Board of Directors: • Small time directors, who were successful only in smaller businesses. • Types of Members: • Wheat ranchers, apple orchard owners, veterinarians, muffler shop owners, and refrigerator salesmen. • One a few were professional, and of those virtually none had any high level managerial experience with nuclear power. • At meetings, in a 2 hour meeting only about 3 minutes was devoted to policy considerations.
Planning and Budgeting: • Budget emphasized financial control and accountability rather than planning and performance. • Decisions made without serious consideration of goals. • Budget reductions made with no regard for in- put from department managers or department goals. • Typical budget policy of a much smaller organization. • Lack of central coordination of the budget process lead to poor construction cost data.
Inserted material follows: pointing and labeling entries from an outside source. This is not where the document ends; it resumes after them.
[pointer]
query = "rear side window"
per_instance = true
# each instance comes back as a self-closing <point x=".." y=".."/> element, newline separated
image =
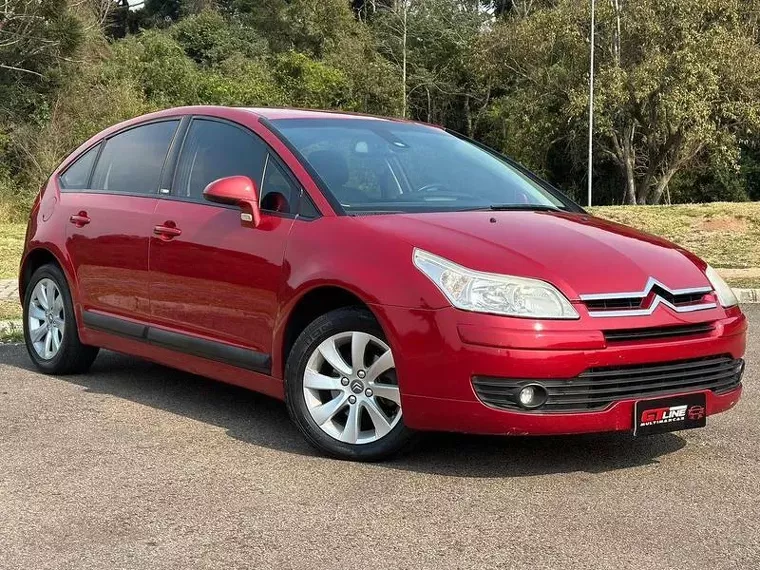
<point x="214" y="150"/>
<point x="77" y="176"/>
<point x="132" y="161"/>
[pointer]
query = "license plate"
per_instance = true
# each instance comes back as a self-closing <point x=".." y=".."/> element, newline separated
<point x="669" y="414"/>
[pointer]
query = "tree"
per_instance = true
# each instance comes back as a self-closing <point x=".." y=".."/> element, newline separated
<point x="431" y="44"/>
<point x="675" y="79"/>
<point x="35" y="37"/>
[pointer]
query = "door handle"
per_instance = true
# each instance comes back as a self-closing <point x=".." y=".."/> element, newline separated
<point x="167" y="231"/>
<point x="79" y="220"/>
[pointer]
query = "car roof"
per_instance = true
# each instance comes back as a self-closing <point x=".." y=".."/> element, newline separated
<point x="273" y="113"/>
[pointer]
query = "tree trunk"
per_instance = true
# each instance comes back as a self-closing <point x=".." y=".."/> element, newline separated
<point x="662" y="183"/>
<point x="468" y="115"/>
<point x="629" y="163"/>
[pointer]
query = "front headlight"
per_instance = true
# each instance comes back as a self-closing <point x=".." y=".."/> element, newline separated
<point x="725" y="293"/>
<point x="471" y="290"/>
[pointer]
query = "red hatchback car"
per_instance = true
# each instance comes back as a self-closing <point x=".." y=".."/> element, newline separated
<point x="380" y="276"/>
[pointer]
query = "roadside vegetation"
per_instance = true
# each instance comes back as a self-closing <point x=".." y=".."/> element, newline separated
<point x="677" y="81"/>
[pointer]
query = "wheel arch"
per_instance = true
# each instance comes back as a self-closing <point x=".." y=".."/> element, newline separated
<point x="303" y="309"/>
<point x="36" y="258"/>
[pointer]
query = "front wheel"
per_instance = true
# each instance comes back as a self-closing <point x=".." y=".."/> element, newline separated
<point x="341" y="387"/>
<point x="50" y="329"/>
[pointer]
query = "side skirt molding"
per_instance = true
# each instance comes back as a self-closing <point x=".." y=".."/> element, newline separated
<point x="187" y="344"/>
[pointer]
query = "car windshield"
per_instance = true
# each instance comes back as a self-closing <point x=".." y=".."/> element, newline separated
<point x="373" y="165"/>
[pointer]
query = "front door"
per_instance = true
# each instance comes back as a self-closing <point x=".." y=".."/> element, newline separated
<point x="109" y="215"/>
<point x="211" y="278"/>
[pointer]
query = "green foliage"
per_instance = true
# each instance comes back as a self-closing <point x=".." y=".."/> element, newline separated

Cost Increases: • Labor Costs: higher costs with lower productivity. • Regulatory Changes: 1,000 new regulations in the 1970’s (although not all caused increases in costs) • Contract Increases: if costs of project overrun beyond contactor’s control. (project design changes, schedule revisions, etc)
Plant Production Haulted: • 1982: Plants 4 and 5 halted • Budgets exceeding $24 Billion, and neither made money, or power. • Plants 1 and 3 were never completed either • Losses covered by the Bonneville Power Administration
Results: • Losses of 2.25 Billion, and resulted in system default. • Member utilities, specifically rate payers, were held responsible to pay back money.
Lawsuit: • Bondholders Sued…. • 30,000 bondholders got $0.40 on the dollar, and the rest received as low as $0.10 on the dollar.
Conclusion • Even though defaults are rare, when they do occur they have significant impacts. • Promotes Diversification!!! • Can get insurance to help cover the chance of defaults, this insurance basically lowers coupon payments slightly.